Do you also use heavy strings?

Not particularly heavy, though I rarely use anything lighter than a standard .010 set. And my favorite electric strings are GHS Progressives, which sound great, never break, and last forever.

Are you still doing “prepared guitar” music?

I only really did that when I was playing with Fred Frith, like on our album With Friends Like These, back in 1979. Keith Rowe really started all that, and I love his playing, but it was never my thing. Derek Bailey was my number one guitar hero when I was growing up, and while he played the most extreme avant-garde guitar of anybody, it was always in standard tuning and with no tricks. So, I kind of felt like that was the kosher path.

Describe the way in which you and David Lindley scored Encounters at the End of the World.

I had worked with Werner Herzog on several films previously, and I was hired by Discovery to be the producer for that film, so I got to do the soundtrack. David and I had worked together a lot, and we work really fast as a team. That’s important, because the way I do soundtracks is very, very quick. We recorded everything in a day or two and then mixed it in a day. For a 90-minute film with about 40 minutes of music, we actually record about five hours of music.

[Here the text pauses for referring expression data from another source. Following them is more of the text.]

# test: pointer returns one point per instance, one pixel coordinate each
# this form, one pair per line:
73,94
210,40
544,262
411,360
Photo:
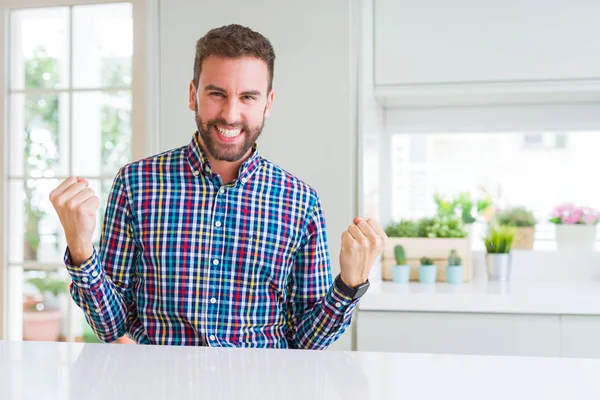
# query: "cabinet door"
580,336
459,333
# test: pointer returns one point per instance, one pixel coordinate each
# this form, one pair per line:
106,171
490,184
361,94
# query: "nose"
230,112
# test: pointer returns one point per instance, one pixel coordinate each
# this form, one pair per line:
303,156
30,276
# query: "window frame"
144,113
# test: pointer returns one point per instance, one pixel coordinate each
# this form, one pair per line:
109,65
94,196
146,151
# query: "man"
211,244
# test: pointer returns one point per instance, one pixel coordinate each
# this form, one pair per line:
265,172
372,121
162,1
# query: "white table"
32,371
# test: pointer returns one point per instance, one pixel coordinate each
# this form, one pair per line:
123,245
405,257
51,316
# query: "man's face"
231,104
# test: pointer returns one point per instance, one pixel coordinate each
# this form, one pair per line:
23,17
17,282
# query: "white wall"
482,41
312,131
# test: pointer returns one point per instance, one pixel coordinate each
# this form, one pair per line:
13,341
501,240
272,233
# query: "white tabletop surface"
581,297
32,371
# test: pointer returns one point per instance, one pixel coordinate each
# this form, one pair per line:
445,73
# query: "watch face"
362,289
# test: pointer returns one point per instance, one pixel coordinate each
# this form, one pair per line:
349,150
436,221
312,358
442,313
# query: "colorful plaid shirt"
184,259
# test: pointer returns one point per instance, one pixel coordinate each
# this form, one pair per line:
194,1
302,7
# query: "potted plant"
403,228
427,271
41,314
575,227
400,271
498,243
455,272
524,223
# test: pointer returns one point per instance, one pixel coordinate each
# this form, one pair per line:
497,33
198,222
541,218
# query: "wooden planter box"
524,238
436,249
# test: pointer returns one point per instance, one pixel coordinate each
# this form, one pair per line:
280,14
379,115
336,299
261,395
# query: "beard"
231,152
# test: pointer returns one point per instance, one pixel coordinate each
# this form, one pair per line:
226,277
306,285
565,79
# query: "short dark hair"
234,41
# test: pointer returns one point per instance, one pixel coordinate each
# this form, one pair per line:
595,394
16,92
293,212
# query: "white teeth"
229,132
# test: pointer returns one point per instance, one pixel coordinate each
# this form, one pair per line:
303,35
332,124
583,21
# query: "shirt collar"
199,163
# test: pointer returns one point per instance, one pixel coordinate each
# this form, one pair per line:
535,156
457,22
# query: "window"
549,169
69,107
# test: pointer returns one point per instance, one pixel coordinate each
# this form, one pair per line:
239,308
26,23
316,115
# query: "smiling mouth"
229,133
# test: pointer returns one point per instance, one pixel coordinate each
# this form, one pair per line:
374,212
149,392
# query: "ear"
192,97
270,98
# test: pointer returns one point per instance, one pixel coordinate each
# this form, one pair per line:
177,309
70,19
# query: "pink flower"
590,216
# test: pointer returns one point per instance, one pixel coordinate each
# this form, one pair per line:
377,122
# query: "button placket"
216,259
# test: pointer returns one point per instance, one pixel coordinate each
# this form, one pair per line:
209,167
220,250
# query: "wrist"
80,254
353,292
352,281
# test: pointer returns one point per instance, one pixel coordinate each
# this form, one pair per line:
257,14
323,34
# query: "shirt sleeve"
318,313
102,285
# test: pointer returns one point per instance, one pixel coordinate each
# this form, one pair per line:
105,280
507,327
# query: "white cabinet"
497,51
580,336
459,333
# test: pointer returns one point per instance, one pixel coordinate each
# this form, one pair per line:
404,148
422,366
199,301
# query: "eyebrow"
245,93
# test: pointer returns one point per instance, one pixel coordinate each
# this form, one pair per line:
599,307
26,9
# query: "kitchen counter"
576,298
32,371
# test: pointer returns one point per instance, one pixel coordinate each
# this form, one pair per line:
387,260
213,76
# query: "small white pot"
575,237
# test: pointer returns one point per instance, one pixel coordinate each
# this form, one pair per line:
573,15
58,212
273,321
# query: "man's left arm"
319,310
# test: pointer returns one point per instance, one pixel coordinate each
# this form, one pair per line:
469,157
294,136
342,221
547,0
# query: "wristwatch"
352,292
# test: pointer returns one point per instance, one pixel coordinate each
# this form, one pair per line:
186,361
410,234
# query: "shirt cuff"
88,275
337,303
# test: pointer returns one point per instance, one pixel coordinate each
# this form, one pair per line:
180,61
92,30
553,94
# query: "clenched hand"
76,206
362,243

In that case, we used a lot of rhythms from Madagascar, and we knew that Werner wanted to use some Georgian and Eastern European choir music, so we took the harmonies in that music and kind of superimposed them onto other things.

Briefly describe the circumstances surrounding the recording of Requia.

It began with the death of my dear friend Fredric Lieberman, a great professor of ethnomusicology, which had a big impact on me. About a week after he passed, I was sitting at a friend’s kitchen table, with my guitar plugged into a laptop, and I just hit record and played a 22-minute guitar solo while thinking about him. I sent it to John Zorn, who said, “That’s really nice requiem. Do you want to make a whole album of requiems?” John Fahey had done that back in 1968, and I loved the idea, so I said yes. I just sat down and thought of people I knew who died that I cared about and played guitar requiems for them. One of those people was Pete Cosey, who played with Miles Davis. In the middle of recording, Sonny Sharrock, showed up in my playing, and said, “I’m going to be here too.” So I thought, “Okay, I guess I’m playing a requiem for both of you.” That piece is called “Tandem Ghost Bike.”

What is creativity in the broader philosophical sense?

I didn’t even think about personal expression in music until about ten years ago. It was all just a science fair project—doing an experiment and seeing what happens. I never thought that I had anything to say. I was just getting out of the way and discovering something. And now I think that maybe my job is to be some kind of intermediary between the audience and the big unknown that they cannot quite connect with themselves. Like, I can go diving in Antarctica under the ice and shoot a video and show it to you. You likely could not have done that or seen that. I like to be able to point at some musical structure hanging in the air that they may never have seen.

Where is it though? What is the air that it’s hanging in?
I don’t know. I like Robert Hunter’s term “the deep unreal.” It’s just something out there and things show up.